In the alternative, the appellant contends that the trial court erred when it found that it was estopped from raising the two-year limitation period as a bar to appellee’s action, because the pleadings contain no averment of estop*438pel or fraud as required by Pa.R.C.P. No. 1019(b). A review of the complaint and reply to new matter reveal that the appellant has pled estoppel. Equitable estoppel is a matter of fundamental fairness whose purpose is to prevent a party from assuming a position to another’s disadvantage inconsistent with a previously taken position which induced the other party to believe that certain facts existed and, in such case, the party is estopped from denying its repudiating acts. Big Beaver Falls Area School District v. Cucinelli, 112 Pa.Commonwealth Ct. 341, 535 A.2d 1205 (1988). Again, the record is replete with instances of the appellant’s awareness of the appellee’s pending claim. Furthermore, this argument is totally inconsistent with the action of appellant’s representatives who assured appellee a refund would be coming.

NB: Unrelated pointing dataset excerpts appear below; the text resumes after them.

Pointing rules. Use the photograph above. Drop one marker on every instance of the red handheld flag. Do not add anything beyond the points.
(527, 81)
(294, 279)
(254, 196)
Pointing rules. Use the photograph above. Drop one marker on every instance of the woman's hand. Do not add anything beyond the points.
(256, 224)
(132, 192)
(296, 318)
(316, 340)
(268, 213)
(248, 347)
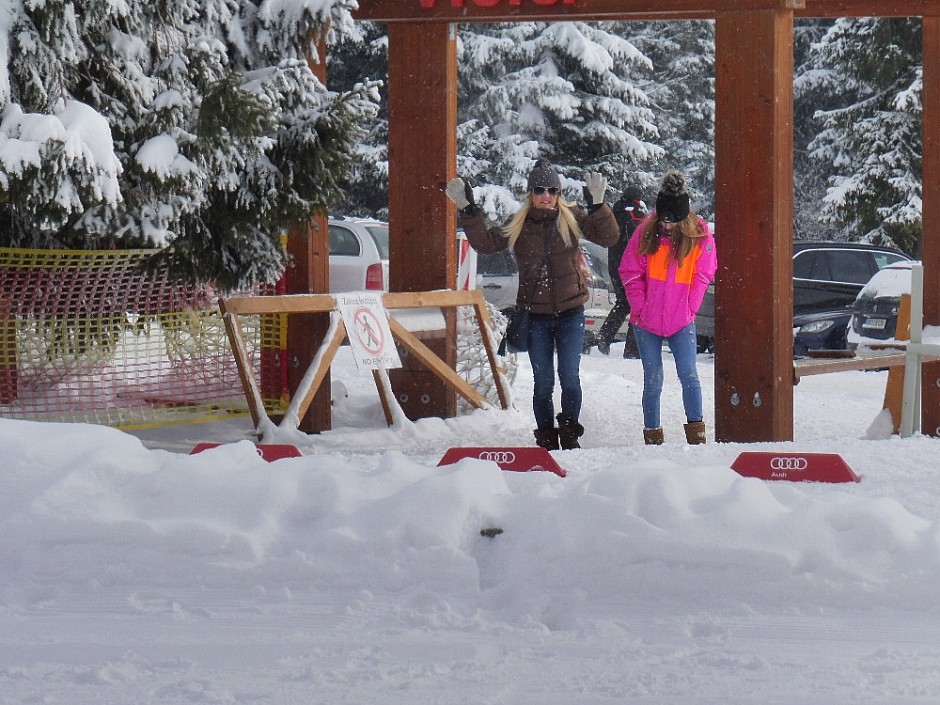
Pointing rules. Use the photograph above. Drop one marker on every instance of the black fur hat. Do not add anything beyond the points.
(543, 174)
(672, 202)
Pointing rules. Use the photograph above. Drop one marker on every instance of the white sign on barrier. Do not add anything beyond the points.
(367, 328)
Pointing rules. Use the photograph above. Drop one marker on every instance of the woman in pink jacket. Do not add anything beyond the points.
(668, 264)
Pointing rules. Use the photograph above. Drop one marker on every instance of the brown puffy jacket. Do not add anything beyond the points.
(560, 285)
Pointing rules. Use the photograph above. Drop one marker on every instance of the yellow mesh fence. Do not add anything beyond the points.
(89, 336)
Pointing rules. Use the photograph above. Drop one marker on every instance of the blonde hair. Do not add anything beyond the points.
(684, 236)
(565, 223)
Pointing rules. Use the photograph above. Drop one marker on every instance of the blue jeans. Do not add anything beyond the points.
(683, 347)
(549, 335)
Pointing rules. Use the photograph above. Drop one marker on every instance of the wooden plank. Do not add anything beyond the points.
(383, 397)
(291, 303)
(930, 244)
(246, 374)
(483, 323)
(309, 249)
(422, 150)
(322, 360)
(807, 367)
(542, 10)
(753, 222)
(435, 364)
(868, 8)
(438, 299)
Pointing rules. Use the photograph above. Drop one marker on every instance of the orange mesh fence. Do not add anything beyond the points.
(89, 336)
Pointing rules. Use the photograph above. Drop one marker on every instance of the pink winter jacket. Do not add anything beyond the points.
(664, 298)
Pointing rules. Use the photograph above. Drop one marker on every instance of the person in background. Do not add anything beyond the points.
(668, 264)
(629, 210)
(543, 235)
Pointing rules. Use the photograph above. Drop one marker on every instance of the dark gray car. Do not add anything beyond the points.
(827, 277)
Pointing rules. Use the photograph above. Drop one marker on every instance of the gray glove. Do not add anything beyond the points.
(460, 192)
(595, 188)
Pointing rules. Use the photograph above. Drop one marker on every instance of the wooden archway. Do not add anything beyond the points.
(754, 156)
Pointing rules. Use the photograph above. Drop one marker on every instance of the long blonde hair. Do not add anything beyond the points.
(566, 223)
(684, 237)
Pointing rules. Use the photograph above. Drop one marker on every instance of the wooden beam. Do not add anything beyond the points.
(930, 216)
(868, 8)
(545, 10)
(309, 247)
(422, 155)
(753, 225)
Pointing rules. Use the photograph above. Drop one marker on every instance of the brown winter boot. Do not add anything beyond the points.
(695, 433)
(569, 432)
(547, 438)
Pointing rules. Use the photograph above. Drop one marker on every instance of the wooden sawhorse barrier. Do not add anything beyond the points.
(232, 308)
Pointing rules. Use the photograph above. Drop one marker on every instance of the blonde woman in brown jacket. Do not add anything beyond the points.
(544, 236)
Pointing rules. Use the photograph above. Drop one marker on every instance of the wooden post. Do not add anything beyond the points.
(309, 247)
(422, 155)
(753, 226)
(930, 217)
(894, 387)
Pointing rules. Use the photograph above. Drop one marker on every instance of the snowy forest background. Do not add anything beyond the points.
(199, 128)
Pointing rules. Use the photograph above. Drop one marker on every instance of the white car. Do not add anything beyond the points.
(358, 255)
(875, 312)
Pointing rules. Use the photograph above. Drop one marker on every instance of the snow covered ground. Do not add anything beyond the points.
(133, 573)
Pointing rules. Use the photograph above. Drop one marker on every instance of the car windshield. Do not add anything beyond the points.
(379, 235)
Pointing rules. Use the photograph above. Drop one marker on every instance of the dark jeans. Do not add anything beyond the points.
(562, 335)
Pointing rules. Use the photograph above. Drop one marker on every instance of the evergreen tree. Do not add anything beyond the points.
(814, 89)
(873, 140)
(567, 91)
(629, 99)
(204, 130)
(356, 55)
(681, 88)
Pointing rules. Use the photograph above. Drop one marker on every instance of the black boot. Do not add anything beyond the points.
(569, 432)
(547, 438)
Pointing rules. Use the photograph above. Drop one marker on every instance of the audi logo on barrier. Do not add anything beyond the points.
(797, 464)
(500, 457)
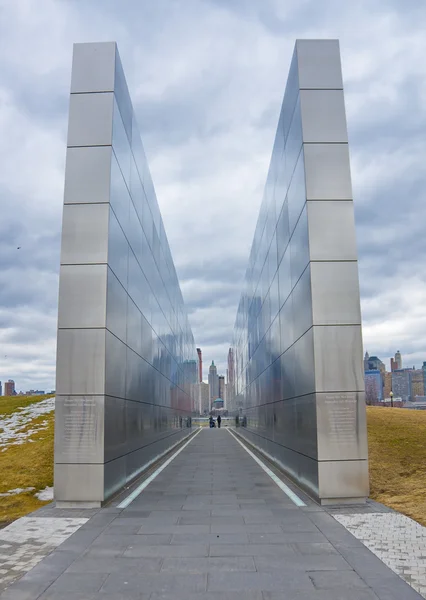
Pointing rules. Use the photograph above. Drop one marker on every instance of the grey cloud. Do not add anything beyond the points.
(207, 79)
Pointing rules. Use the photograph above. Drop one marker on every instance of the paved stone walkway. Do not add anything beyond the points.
(397, 540)
(212, 526)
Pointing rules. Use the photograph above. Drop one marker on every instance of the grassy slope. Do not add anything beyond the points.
(10, 404)
(28, 465)
(397, 449)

The appellant next contends that the appellee was unwise in having relied upon the representations made by the appellant’s officials. In essence, appellant is arguing that the individuals that the appellee had contact with lacked the authority to issue a refund. This argument is meritless. The appellee’s representative spoke to the Borough council president and numerous other officials who were responsible for appropriations and expenditures.
Lastly, the appellant argues that to be entitled to statutory interest, Ordinance No. 187 must have first been ruled invalid and Ordinance No. 187 was never ruled invalid, nor challenged in court. This ordinance, however, was revoked, thereby entitling appellee to a refund of its permit fee. Additionally, this argument was not raised under Pa.R.C.P. No. 227.1 in the form of a post-trial motion so is, therefore, waived.
Accordingly, the order of the trial court is affirmed.
ORDER
AND NOW, this 22nd day of February, 1990, the order of the Court of Common Pleas of Chester County in the above-captioned matter is affirmed.
. Section 806.1 of the Fiscal Code, Act of April 9, 1929, P.L. 343, as amended, 72 P.S. § 806.1.
. This section was amended on December 17, 1986, effective July 1, 1987, extending the time period in which to file a claim from two years to three years. However, for our purposes, the two-year time period applies.